Posted at 5:58 PM, Sep 30, 2016
and last updated 2016-09-30 20:51:13-04

LOS ANGELES -- In the era of Donald Trump, it can be difficult to remember that American politics often consists of drawn-out policy debates between relatively unfamiliar career politicians.

This Tuesday's vice-presidential debate between Sen. Tim Kaine and Gov. Mike Pence will be a throwback to those less sensational, less star-studded times.

After years of high-stakes political theater and hyped-up showdowns that smashed ratings records, Tuesday's debate in Farmville, Virginia, will feature two men with about as much charisma and celebrity status as your kid's little league coach.

"It may be a debate best suited for radio," David Axelrod, the former chief strategist to President Obama, told CNNMoney.

"If you could bottle the indifference with which America will treat the Pence-Kaine debate," said veteran media analyst Jeff Greenfield, "it could put several time zones to sleep."

With the exception of 2008, when Joe Biden vs. Sarah Palin drew a record-breaking 70 million viewers, the excitement surrounding vice presidential debates has always paled in comparison to those featuring the candidates at the top of the ticket.

The Palin-Biden debate was an event, Greenfield noted, because Palin, who had shot to sudden stardom with no national political experience, "brought a whole other level of fascination (as in, 'will that sleepwalker on the tightrope make it?')"

But even other cycles had drama: In 2012, an energetic, gaffe-prone Joe Biden faced off against Paul Ryan, the rising star of the Republican establishment. In 2004, John Edwards, then a rising star in his party, took his skills as a trial lawyer to Dick Cheney, a man many Democrats had come to see as the embodiment of evil. (51.4 million people watched Biden-Ryan; 43.5 million watched Edwards-Cheney.)

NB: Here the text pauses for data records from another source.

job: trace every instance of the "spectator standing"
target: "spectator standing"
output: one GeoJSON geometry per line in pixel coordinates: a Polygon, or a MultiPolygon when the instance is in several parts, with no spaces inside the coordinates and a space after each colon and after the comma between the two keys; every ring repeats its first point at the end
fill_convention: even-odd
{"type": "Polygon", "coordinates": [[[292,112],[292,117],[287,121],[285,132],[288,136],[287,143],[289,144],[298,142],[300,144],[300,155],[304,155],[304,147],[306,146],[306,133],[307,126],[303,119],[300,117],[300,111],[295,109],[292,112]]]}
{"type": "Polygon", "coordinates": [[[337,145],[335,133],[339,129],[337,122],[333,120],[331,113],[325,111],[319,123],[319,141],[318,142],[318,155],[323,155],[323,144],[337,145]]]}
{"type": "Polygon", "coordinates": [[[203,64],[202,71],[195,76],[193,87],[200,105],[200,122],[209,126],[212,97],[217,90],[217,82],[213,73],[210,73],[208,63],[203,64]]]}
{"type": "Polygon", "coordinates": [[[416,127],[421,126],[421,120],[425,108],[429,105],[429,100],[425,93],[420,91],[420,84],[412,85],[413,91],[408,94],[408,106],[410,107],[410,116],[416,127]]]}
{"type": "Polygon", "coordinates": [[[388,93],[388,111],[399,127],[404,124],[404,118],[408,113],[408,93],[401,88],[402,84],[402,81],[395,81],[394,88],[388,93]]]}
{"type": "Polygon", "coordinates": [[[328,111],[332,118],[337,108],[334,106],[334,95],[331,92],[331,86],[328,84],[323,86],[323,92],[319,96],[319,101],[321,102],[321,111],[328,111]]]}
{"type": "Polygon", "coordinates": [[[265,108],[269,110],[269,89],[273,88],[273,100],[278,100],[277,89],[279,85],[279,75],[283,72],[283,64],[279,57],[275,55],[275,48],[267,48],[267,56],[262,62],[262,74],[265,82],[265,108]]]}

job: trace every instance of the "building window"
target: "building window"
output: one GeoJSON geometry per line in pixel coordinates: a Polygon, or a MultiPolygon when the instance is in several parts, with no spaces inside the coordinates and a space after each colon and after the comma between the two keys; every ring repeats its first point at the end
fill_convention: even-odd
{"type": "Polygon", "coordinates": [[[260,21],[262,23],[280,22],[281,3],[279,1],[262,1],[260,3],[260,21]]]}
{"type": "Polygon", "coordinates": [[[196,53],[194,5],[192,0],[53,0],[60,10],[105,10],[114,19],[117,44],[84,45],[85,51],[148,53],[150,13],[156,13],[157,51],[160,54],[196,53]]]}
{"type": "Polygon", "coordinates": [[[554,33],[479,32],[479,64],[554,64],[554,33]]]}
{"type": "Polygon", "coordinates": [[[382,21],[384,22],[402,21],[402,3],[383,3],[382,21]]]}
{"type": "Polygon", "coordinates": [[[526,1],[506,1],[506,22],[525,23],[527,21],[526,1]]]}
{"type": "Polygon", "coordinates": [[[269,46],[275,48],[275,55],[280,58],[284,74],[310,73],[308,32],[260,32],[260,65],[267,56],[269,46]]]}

Kaine and Pence, by contrast, have lived in the shadows of Hillary Clinton and Trump. They are the standard bearers of their respective parties' platforms (with some notable exceptions, including Kaine's personal opposition to abortion), but relative non-stories in a high-stakes battle between celebrity candidates.

There might be more excitement to the debate if Kaine and Pence were filling the attack dog roles that are usually the responsibility of vice presidential candidates. But this year, that job hardly needs to be left to them. Indeed, Pence most often makes news by offering a gentler spin on the latest controversy from Trump.

Indeed, any efforts Pence must make to defend Trump may be the most interesting elements of the debate.

Short of some radical, unforeseen event, the vice presidential debate may feel more like a CSPAN broadcast of a congressional hearing than the Wrestlemania-like debates that characterized the 2016 primary season, or this week's highly anticipated showdown between Clinton and Trump, which drew a record 84 million viewers.

Such is the fate of the vice presidential debate. Little anticipated, and little remembered.

"Other than Lloyd Bentsen's takedown of [Dan] Quayle -- aided by Quayle's gulps -- there is not a single moment that anyone other than us obsessives can or should remember," said Greenfield, "and certainly nothing that pushed any race one millimeter one way or the other.